Priming the Pump. Spain's advocates could point out that Franco had really tried. Reluctantly admitting that his country could not achieve economic maturity outside the Common Market, he embarked on a deliberate policy of liberalization. Press censorship was eased; reactionary Falangist ministers were replaced by more open-minded officials; a recent trial of 33 political prisoners was held before a civilian rather than a military court--and some prisoners were even acquitted.

Equally important, as far as the Common Market was concerned, Franco began to reform Spain's backward economy. Many rigid state controls on prices and production were abolished, and foreign investors began priming the Hispanic pump. Spain's annual industrial output climbed at a rate of 11% a year; gross national income rose at 6% to a record $13 billion last year. Gold and foreign-currency reserves, a paltry $65 million five years ago, now total $1.2 billion.

Millions of tourists flooded into Spain, spending $650 million last year alone on everything from corridas to castanets. An even more important migration went the other way. Nearly a million Spanish workers, jobless in their own country, headed out into labor-hungry Europe; today they send home nearly $200 million a year in savings, a major source of income for the Spanish economy.

Pleading the Cause. In Brussels, France's Foreign Minister Maurice Couve de Murville pleaded Spain's cause logically and eloquently. Spanish diplomats had tried using the engagement of Spain's Prince Carlos and The Netherlands' Princess Irene, as well as the Spanish birth of Belgium's Queen Fabiola, to woo the Low Countries. Nothing could shake the bitter Socialist Francophobes of Belgium and Italy. "The Belgian government can never accept this Spain," snapped Foreign Minister Paul-Henri Spaak, though he did not exclude bilateral trade agreements with Common Market nations. Italy's Ambassador Antonio Venturini made it plain that his government's apertura a sinistra (opening to the left) could never brook an apertura a Franco.

Delaying a formal decision until mid-April, the Six left open the possibility of further discussions with Spain over its economic future. That just about gave Spain a toe hold. But Common Market membership appears impossible as long as Franco rules. El Caudillo's economic brain-trusters would be glad enough to settle for mere trade agreements at present, but their problem now is to keep Franco encouraged despite the slap in Brussels.

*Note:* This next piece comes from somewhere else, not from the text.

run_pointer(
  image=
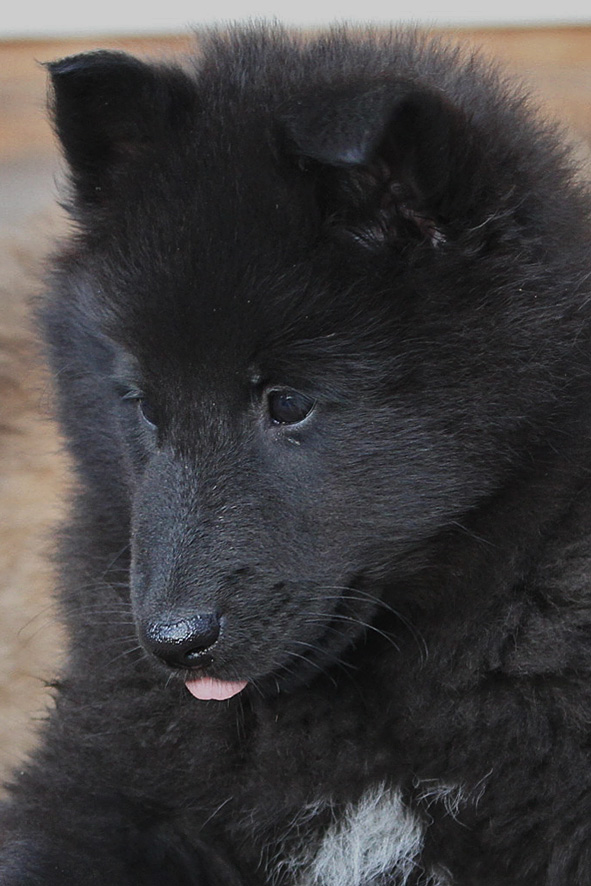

By hewing to their ritualistic hatred of Franco Spain, by still insisting on fighting the battles of a quarter-century ago, the Socialists of Belgium and Italy may be making a mistake. The Falangist foes of liberalization may soon be crying: "We told you so." By trying to "please the foreigners," they claim, the government has sullied Spanish pride. A return to isolationism and intransigency could well be the result.